Coinbase & Other Exchanges In Trouble?
The action presents a new danger to the custody policies of cryptocurrency exchanges because other federal regulators actively prevent custodians like banks from keeping consumer cryptocurrency holdings. The modifications also come at a time when the SEC is aggressively stepping up its enforcement efforts.
Despite the fact that the proposal does not single out cryptocurrency companies, SEC Chair Gary Gensler was quoted as saying:
Make no mistake: Based upon how crypto platforms generally operate, investment advisers cannot rely on them as qualified custodians. Though some crypto trading and lending platforms may claim to custody investors’ crypto, that does not mean they are qualified custodians.
According to the website of cryptocurrency exchange Coinbase, the firm claims to be a qualified crypto custodian, with thousands of institutional clients using its Prime platform to secure their funds. The company’s custodial services brought in revenue of $68.4 million during the first nine months of 2022, which was 21% less than the same period in the previous year.

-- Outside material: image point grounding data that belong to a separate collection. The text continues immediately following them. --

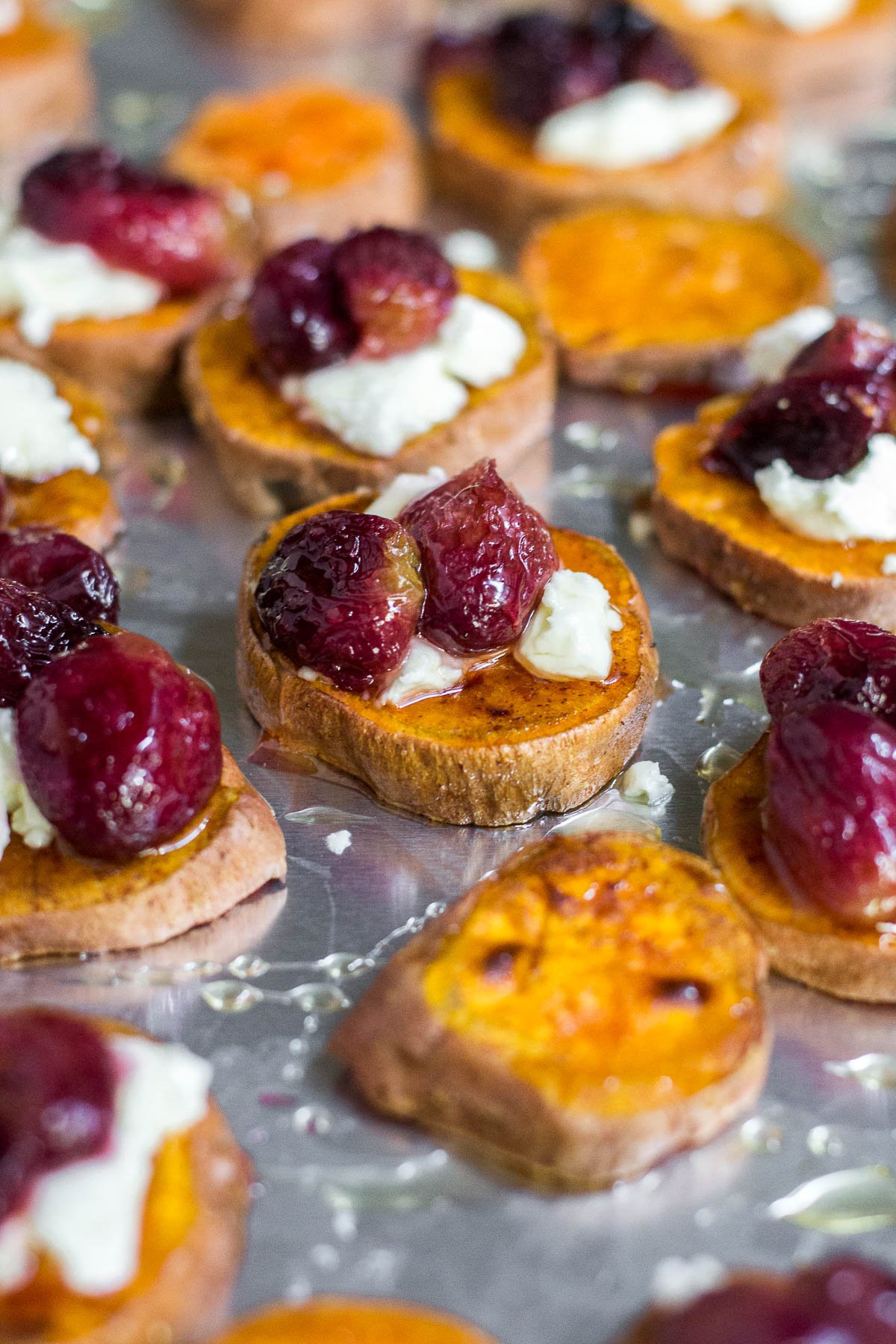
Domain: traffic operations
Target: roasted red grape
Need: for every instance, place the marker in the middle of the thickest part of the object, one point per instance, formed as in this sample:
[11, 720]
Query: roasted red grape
[297, 312]
[398, 288]
[62, 567]
[849, 346]
[57, 1097]
[818, 425]
[119, 746]
[341, 594]
[832, 660]
[487, 558]
[34, 631]
[829, 816]
[134, 220]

Crypto’s Growing Regulatory Concerns
In response to Gensler’s alleged anti-crypto stance, SEC commissioner Hester Peirce noted that the Commission does not have the authority to regulate custodians directly. Moreover, given their lack of regulatory authority, Peirce doubted on “who would be on the hook if a qualified custodian failed to satisfy these requirements?”
My statement on today’s custody proposal. Looking forward to comments from the public. This one affects crypto, among many other issues: https://t.co/1eWT6P45Ya
— Hester Peirce (@HesterPeirce) February 15, 2023
The Dodd-Frank Act of 2010, which was passed after the previous significant financial disaster, gives Gensler’s agency the authority to exercise these new rules on the broader crypto market. Although the SEC is rumored to have lately been investigating crypto custodial issues, SEC officials claimed that the agency has been working on this plan for a long time and not in response to any recent theatrics around cryptocurrency.